Aus: Spektrum der Wissenschaft, Januar 2012
Ein zusammengekrampfter Fuß an dem Dinosaurierskelett brachte eine Mitarbeiterin des Grabungsteams auf die richtige Idee: Dieses Tier war im Morast eingesunken und hatte vergeblich um sein Leben gestrampelt. Offensichtlich ereilte damals eine Reihe Artgenossen am selben Ort das gleiche Schicksal. Über 25 versteinerte Skelette zeugen von einem urzeitlichen Drama.
Die Geschichte ihrer Entdeckung und Bergung erzählt der amerikanische Paläontologe Paul C. Sereno von der Universität Chicago jetzt in der Januar-Ausgabe von "Spektrum der Wissenschaft". Sie war abenteuerlich genug: In der Inneren Mongolei Chinas, mitten in der Wüste Gobi, fand sich ein Massengrab mit bestens erhaltenen fossilen Skeletten eines wie Strauße anmutenden Dinosauriers, der den wissenschaftlichen Namen Sinornithomimus dongi erhielt. Diese Urzeitechse zählt zu den "Vogelnachahmern", den Ornithomimiden.

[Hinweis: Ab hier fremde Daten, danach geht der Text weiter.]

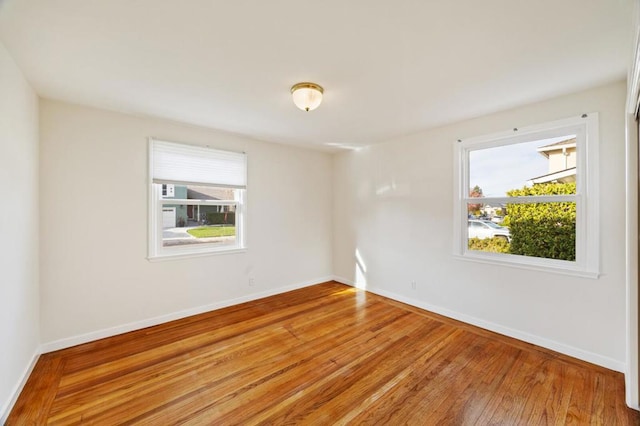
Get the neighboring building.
[162,184,235,228]
[527,138,576,185]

An diesem Fund war Verschiedenes merkwürdig. Zum Beispiel wiesen die meisten Skelette ungefähr in dieselbe Richtung, als wären alle Tiere gerade nach Südosten gelaufen. Auch ragten Füße und Beine in tiefere Gesteinslagen als der Rest – während Fossilien sonst gewöhnlich plattgedrückt in ein und derselben Schicht liegen. Auch fehlten an den bemerkenswert kompletten Skeletten oft ausgerechnet Teile des Beckens.
Diese und diverse andere Indizien bezeugen nach Ansicht der Forscher, dass all diese Tiere gleichzeitig zu Tode kamen. Sie steckten an einem Seeufer tief im Schlamm fest. Raubtiere oder Aasfresser machten sich dann über sie her, und zwar über die frei liegende Rückenpartie.
Wahrscheinlich waren diese Dinosaurier als Trupp herumgezogen und dabei miteinander in die Falle geraten. Das schließen die Forscher auch aus dem Alter der Tiere, das sie später an den Knochen ablasen. Keiner der Saurier war erwachsen gewesen, und die meisten von ihnen wurden nur ein oder zwei Jahre alt. Dass Dinosaurier Brutpflege betrieben, ist schon länger bekannt. Die neue Fundstätte erhärtet nun die Vermutung, dass die Erwachsenen ihre älteren Jungen bald sich selbst überließen. Offenbar bildeten sich dann Jugendgruppen, die allein umherzogen. Sie mussten erst ihre eigenen Erfahrungen gewinnen – manchmal zu spät.